There is a sliding scale of religious ideology that goes from “live and let live” to rabid intolerance of anything that does not conform to the dogma.
Not all Muslims are suicide bombers and not all Christians are homophobic creationist wingnuts. But those that are float on a buoyant sea of moderate belief that supports by degrees a more extreme agenda.
As an atheist and a humanist, I know that those of moderate faith can and would be just as tolerant, civically minded, loving and caring without religion as with it. By persuading such people to abandon irrational belief we can pull the rug from under the feet those who use the faux respectability of religion to justify bigotry, mayhem and violence.

Friday 8 October 2010

IVF Nobel annoys the Vatican

I suppose the Catholic Church’s response to awarding the Nobel Prize for Medicine to British IVF pioneer Robert Edwards was predictable.

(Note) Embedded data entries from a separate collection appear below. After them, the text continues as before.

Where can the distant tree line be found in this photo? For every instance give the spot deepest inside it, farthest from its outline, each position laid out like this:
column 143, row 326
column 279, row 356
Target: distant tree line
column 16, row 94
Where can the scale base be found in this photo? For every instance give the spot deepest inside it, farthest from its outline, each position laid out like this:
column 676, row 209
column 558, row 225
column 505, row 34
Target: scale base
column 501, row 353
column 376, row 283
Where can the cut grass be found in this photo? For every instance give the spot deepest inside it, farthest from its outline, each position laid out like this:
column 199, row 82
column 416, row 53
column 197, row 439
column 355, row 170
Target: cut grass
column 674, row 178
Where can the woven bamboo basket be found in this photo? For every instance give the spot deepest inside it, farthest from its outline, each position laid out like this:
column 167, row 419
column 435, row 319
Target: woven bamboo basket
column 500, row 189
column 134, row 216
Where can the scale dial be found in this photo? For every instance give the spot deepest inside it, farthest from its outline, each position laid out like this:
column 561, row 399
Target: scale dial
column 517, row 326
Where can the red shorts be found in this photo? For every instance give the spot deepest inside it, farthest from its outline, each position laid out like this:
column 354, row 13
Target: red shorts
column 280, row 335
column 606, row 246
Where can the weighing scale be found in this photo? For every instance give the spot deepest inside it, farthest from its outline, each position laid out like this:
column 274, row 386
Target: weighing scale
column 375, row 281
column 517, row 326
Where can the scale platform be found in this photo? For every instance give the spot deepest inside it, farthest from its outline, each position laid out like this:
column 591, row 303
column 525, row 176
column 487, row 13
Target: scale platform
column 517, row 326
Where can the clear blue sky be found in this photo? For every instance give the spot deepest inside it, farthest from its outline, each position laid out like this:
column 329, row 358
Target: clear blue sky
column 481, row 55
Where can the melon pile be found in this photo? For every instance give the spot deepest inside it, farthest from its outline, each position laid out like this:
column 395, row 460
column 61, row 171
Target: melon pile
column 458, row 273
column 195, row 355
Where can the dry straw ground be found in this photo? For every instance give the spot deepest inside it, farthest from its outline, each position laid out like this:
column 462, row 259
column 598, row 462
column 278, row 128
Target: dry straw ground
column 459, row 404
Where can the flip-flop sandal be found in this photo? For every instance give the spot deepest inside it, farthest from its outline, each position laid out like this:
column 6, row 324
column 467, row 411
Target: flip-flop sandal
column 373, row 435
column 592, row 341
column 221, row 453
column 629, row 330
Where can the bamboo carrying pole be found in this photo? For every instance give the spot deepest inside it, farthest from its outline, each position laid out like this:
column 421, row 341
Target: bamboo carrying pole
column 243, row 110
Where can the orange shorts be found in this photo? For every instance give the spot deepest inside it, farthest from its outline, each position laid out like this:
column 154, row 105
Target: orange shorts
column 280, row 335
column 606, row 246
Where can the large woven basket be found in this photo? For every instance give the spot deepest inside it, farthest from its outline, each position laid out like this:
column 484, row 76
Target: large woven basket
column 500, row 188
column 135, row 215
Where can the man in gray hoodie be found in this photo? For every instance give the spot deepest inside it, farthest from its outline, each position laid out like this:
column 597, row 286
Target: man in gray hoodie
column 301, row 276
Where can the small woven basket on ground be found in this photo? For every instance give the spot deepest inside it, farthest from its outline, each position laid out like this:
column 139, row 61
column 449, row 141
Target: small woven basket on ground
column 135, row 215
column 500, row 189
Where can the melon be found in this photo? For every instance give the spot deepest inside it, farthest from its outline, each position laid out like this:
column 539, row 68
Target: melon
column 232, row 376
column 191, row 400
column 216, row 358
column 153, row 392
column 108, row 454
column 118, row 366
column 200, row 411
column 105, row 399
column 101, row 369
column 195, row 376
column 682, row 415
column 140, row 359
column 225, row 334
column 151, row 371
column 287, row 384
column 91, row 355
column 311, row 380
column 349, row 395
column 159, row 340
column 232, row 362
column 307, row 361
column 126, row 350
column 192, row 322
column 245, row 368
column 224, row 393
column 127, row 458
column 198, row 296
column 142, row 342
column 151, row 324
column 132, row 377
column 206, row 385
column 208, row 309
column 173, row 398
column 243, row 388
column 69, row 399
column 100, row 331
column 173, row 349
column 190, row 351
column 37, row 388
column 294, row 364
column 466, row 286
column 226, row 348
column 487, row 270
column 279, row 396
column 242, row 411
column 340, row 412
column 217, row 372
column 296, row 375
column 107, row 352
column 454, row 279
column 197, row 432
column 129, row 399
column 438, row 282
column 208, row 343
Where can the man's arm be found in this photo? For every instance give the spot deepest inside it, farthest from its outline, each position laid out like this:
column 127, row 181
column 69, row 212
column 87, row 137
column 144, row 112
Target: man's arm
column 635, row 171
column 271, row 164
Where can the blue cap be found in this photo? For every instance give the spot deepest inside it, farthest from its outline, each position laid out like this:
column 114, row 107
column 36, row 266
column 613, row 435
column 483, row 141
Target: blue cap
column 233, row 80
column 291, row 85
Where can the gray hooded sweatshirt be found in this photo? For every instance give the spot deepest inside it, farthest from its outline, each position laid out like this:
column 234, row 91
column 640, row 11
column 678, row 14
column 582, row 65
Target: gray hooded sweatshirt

Predictable and depressing, because yet again the medieval institution is tainting a genuine human achievement giving hope to thousands of infertile couples, with its misguided moralising.
Ignacio Carrasco de Paula, head of the Pontifical Academy for Life, while claiming to have spoken in a personal capacity still reflects the Vatican’s official view that IVF procedures create excess embryo’s which are either stored in freezers or destroyed.
In the best of cases they are transferred into a uterus but most probably they will end up abandoned or dead, which is a problem for which the new Nobel prize winner is responsible
He also claims the Nobel Committee “ignored the ethical questions” raised by fertility treatments.
It would be too much to ask I suppose that the Church will ever accept the obvious evidence that embryos are potential humans, not persons. Persons require consciousness, unless of course you believe in the existence of immaterial souls…Oh wait! That’ll be it then.
However the idea that IVF is wasteful of eggs and embryos totally ignores the fact that nature is, if anything, more wasteful. Estimates of the attrition rate for newly fertilised eggs range anywhere from 25 to 70% in normally fertile couples. When you bear in mind that the couples going through IVF are diagnosed as infertile, we can assume that left to their own devices something approaching 100% of their embryos would die. So even in religious fairy-tale land IVF is saving more souls than it destroys.
The Church should really just learn to shut up and let Robert Edwards enjoy his well deserved Nobel.